Analysis were made on 16 complete responses received. Data of 909 subjects were evaluated. The mean incidence of cardiovascular and respiratory diseases is high: 61.50%. The length of hospitalization (LOS) in patients with cardiac and respiratory comorbidity is significantly longer than in subjects without associated disease (46.55, SD 21.00 days vs. 37.26, SD 18.97; P<0.05). The number of transfers to acute wards is significantly higher in subjects with cardiorespiratory comorbidity (8.62% vs. 2.44%; P<0.05). Eleven out of 16 medical doctors (69%) said they were "quite satisfied" for the degree of functional recovery of patients with comorbidity. A group of patients with neurological disabilities associated with cardiorespiratory disease had significantly lower Functional Independence Measure (FIM) score at admission (55.36, SD 20.62, vs. 73.72, SD 22.15; P<0.05) than these without comorbidity. At discharge the subjects of the two groups assessed, independently from the presence of cardiorespiratory comorbidity, present no statistically significant difference of FIM scale values.
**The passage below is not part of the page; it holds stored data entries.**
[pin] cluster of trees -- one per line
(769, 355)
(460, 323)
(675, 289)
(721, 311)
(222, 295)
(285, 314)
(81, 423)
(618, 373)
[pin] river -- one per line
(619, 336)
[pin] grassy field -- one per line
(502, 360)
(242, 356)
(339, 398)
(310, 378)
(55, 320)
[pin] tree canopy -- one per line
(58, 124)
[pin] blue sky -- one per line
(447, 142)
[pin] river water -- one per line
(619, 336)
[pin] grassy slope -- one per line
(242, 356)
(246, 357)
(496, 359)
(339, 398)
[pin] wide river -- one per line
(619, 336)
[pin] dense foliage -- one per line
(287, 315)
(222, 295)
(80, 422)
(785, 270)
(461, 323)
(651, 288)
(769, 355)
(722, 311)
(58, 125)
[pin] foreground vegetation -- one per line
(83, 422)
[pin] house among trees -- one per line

The high frequency of cardiorespiratory comorbidity in patients with motor disorders negatively influenced the LOS and percentage of transfer to acute wards but not necessarily the functional results. It is, therefore, necessary to train the medical doctor who specializes in physical and rehabilitation medicine also in the clinical management of complex patients.
The results of the survey suggest that rehabilitation is useful even in patients with motor disorders and cardiorespiratory comordibity.
心肺合并症会降低运动障碍患者参与康复项目的可能性。
本研究的首要目的是评估意大利住院康复病房中心肺合并症的发生频率。第二个目的是评估心肺合并症对某些过程和结果指标的影响。
采用问卷调查的方式收集数据,并将问卷分发给物理医学与康复专家。
住院康复病房。
患有神经和骨科残疾的入住康复病房的患者。
向意大利的 33 家康复病房发放了一份问卷。
住院时间(LOS)、转入急性病房的百分比、医生对心肺合并症患者功能恢复程度的满意度。在心肺合并症患者亚组中,还使用了一些指标来回顾性评估住院期间的功能恢复情况。
共收到 16 份完整回复,对 909 名患者的数据进行了分析。心血管和呼吸系统疾病的发病率较高,为 61.50%。患有心脏和呼吸合并症的患者的住院时间(LOS)明显长于无相关疾病的患者(46.55,SD 21.00 天 vs. 37.26,SD 18.97;P<0.05)。患有心肺合并症的患者转入急性病房的比例明显较高(8.62% vs. 2.44%;P<0.05)。16 名医生中有 11 名(69%)表示对合并症患者的功能恢复程度“相当满意”。一组患有与心肺疾病相关的神经功能障碍的患者,在入院时的功能独立性评定量表(FIM)评分明显较低(55.36,SD 20.62,vs. 73.72,SD 22.15;P<0.05),而这些患者没有合并症。出院时,两组患者无论是否存在心肺合并症,其 FIM 量表值均无统计学差异。
患有运动障碍的患者中心肺合并症的高频率会对 LOS 和转入急性病房的比例产生负面影响,但不一定会影响功能结果。因此,有必要对专门从事物理医学与康复医学的医生进行培训,使他们也能对复杂患者进行临床管理。
调查结果表明,即使是患有运动障碍和心肺合并症的患者,康复也是有用的。